The government has agreed to carry out a series of reforms after acknowledging there have been serious failures in protecting women in the military from sexual harassment, bullying and discrimination.
The move follows a report by the Commons Defence Committee which spoke to victims of abuse and prejudice while highlighting the systematic failures which allowed this state of affairs to exist.
One of the key changes being made is that complaints of a sexual nature will be removed from the control of the chain of command which had been previously responsible for investigations, and was condemned by the MPs as a “single point of failure” in the process.
But the Ministry of Defence refused to act on the committee’s recommendation that cases of rape and sexual assaults should be taken out of military courts into the civilian legal framework. It also refused to limit the appeals time for those convicted to six weeks, and make decisions of the military ombudsman binding.
A Defence Serious Crime Unit headed by a new provost marshal will carry out investigations outside the chain of command. The numbers of women from the military sitting on court martial boards on cases of alleged sexual offences will be increased. A new Sexual Exploitation and Abuse Policy will address the issue of military personnel and sex workers and “ensure that the interests of the victim are prioritised”.
Complaints of bullying, harassment and discrimination will also be moved, apart from a small number of cases, from the command chain to a new outsourced investigation service.
The chiefs of staff of the services also pledged to look at effective ways of removing those who are found to have committed sexual offences, or have been responsible for inappropriate behaviour, but still remain in the armed forces. There will be a revised approach to prosecutions of sexual offences and a complaints system providing greater anonymity for victims will be set up by April 2022.
The Ministry of Defence (MoD) maintains that it seeks to have women comprising 30 per cent of the military by 2030 and have “six month sprints” on issues such as women’s health policies, equipment and uniforms to facilitate this.
Responding to the report Protecting those who protect us: Women in the Armed Forces from Recruitment to Civilian Life, the government noted that the document “made clear that on too many occasions defence has failed to provide women with the experience they deserve. Our servicewomen needed to tell their courageous testimonies, we needed to hear them, and we will ensure that we continue to hear their voices”.

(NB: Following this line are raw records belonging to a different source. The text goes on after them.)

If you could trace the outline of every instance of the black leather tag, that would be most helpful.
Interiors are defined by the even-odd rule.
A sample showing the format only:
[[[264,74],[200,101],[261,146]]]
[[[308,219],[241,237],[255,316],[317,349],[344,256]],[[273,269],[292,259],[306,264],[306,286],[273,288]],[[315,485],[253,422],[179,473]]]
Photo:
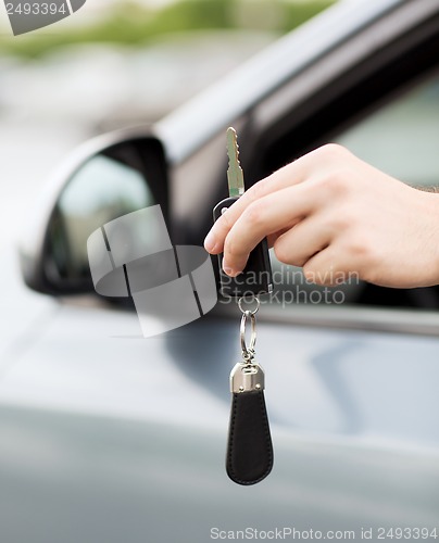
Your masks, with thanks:
[[[255,484],[273,468],[273,445],[264,392],[235,392],[228,432],[226,470],[238,484]]]

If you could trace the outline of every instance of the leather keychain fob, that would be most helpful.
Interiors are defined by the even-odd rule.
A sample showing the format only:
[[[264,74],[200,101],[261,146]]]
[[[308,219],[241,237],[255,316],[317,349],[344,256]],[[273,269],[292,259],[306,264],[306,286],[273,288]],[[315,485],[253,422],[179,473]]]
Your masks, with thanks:
[[[238,484],[255,484],[273,468],[273,445],[259,364],[237,364],[230,375],[231,412],[226,470]]]
[[[220,202],[213,210],[217,220],[227,213],[243,193],[243,174],[239,164],[237,136],[234,128],[227,130],[228,189],[229,198]],[[238,484],[255,484],[262,481],[273,468],[273,445],[265,407],[265,375],[254,361],[256,341],[256,317],[260,294],[273,291],[272,268],[268,245],[262,240],[250,253],[244,270],[235,278],[223,272],[223,255],[218,256],[221,292],[226,296],[239,298],[238,306],[242,313],[240,338],[242,362],[230,374],[231,411],[228,430],[226,471]],[[256,302],[253,311],[244,310],[242,302],[250,295]],[[251,323],[250,345],[246,344],[246,325]]]

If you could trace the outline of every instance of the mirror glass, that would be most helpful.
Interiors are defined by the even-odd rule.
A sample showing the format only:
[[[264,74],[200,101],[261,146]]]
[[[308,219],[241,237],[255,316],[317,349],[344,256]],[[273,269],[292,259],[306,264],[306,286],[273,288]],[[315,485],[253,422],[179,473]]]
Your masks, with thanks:
[[[45,268],[51,283],[68,291],[89,287],[90,233],[122,215],[162,203],[149,182],[146,159],[139,141],[125,141],[92,155],[71,176],[48,228]]]

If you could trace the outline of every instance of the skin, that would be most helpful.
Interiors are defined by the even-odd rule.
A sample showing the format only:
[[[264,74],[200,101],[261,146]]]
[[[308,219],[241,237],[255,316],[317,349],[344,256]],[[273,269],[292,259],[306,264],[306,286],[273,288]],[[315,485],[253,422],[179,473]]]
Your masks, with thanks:
[[[393,288],[439,283],[439,194],[324,146],[256,182],[214,224],[204,247],[231,277],[265,237],[308,280],[356,275]]]

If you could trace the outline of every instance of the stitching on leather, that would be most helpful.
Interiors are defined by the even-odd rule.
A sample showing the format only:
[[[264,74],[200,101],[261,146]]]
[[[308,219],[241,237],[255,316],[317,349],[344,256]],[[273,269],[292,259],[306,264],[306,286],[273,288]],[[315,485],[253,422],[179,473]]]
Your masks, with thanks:
[[[260,408],[261,408],[261,414],[263,418],[263,425],[264,425],[264,431],[265,431],[265,446],[266,451],[268,453],[268,465],[266,470],[263,472],[263,475],[259,479],[254,479],[252,481],[243,481],[242,479],[238,479],[236,477],[235,470],[233,469],[233,463],[231,463],[231,451],[233,451],[233,443],[234,443],[234,435],[235,435],[235,420],[236,420],[236,413],[238,409],[238,399],[234,394],[234,400],[233,400],[233,411],[231,411],[231,416],[230,416],[230,431],[229,431],[229,446],[228,446],[228,458],[227,458],[227,467],[229,473],[234,477],[234,480],[238,482],[239,484],[244,484],[244,485],[250,485],[250,484],[255,484],[263,479],[272,471],[273,468],[273,446],[272,446],[272,437],[269,432],[269,424],[268,424],[268,415],[266,412],[266,406],[265,406],[265,399],[264,399],[264,393],[259,392],[259,400],[260,400]]]

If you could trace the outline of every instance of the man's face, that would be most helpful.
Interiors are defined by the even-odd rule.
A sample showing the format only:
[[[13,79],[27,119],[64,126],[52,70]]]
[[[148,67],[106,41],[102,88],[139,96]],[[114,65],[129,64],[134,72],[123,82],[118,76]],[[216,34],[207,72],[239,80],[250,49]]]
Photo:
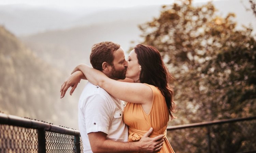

“There will be a defence-wide strategy for how rape and serious sexual offences are handled within the Service Justice System, recognising the significance to our people and to the wider service community of the damage caused by sexual offending... Retaining and developing our women and giving them greater confidence that they can thrive, have successful careers in the armed forces and not be limited.”
As well as the Defence Committee report, the government’s decisions had been shaped by a review carried out in 2019 by air chief marshal Sir Michael Wigston. The investigation into the prevalence of unacceptable behaviour by the head of the RAF made 36 recommendations, said the MoD, 22 of which have been delivered and the remaining ones are “currently being progressed”.
The chair of the Women in the Armed Forces Sub-Committee, Sarah Atherton MP, said: “The strength of feeling on this issue is clear, with over 4,100 women contributing to our inquiry. There is much more work to do, but it is clear that improving the experiences of women in the armed forces is becoming a priority for the Ministry of Defence. I would like to thank the secretary of state for defence, Ben Wallace, for his ongoing commitment to servicewomen and veterans.”
“Our inquiry discovered that six out of 10 women who had experienced abuse, did not complain for fear of the impact it would have on their career, or because they thought nothing would be done. The fact that a servicewoman can now make a sexual complaint safe in the knowledge that her direct chain of command won’t be handling it is a huge step forward.”
Ms Atherton added “However, it is disappointing that the Ministry of Defence has refused to remove cases of rape from the court martial jurisdiction despite clear evidence that the current system is failing to deliver justice.
“The Ministry of Defence has moved immeasurably on the chain of command’s role in complaints. This change will make a real difference to the lives of servicewomen, and future service women.”
Ms Atherton added : “However, it is disappointing that the Ministry of Defence has refused to remove cases of rape from the court martial jurisdiction despite clear evidence that the current system is failing to deliver justice.
“It is clear that the military is a male-dominated institution and so I am pleased that the government has set itself ambitious targets... This ambition is welcome: let’s make sure these targets are met, not missed.”
Defence secretary Ben Wallace, said: “While almost 90 per cent of women who engaged with this inquiry said they would recommend a career in the armed forces, it’s clear further change is needed. I am grateful to all the women who contributed to the Defence Committee’s report, we’ve listened carefully and are implementing bold changes in response.
“Having tested the recommendations with our own Service Women’s Networks, we are embracing almost all of them – and in many cases actually taking them further. I look forward to continuing to work with them to hold all three services to account, and ensure we see meaningful progress.”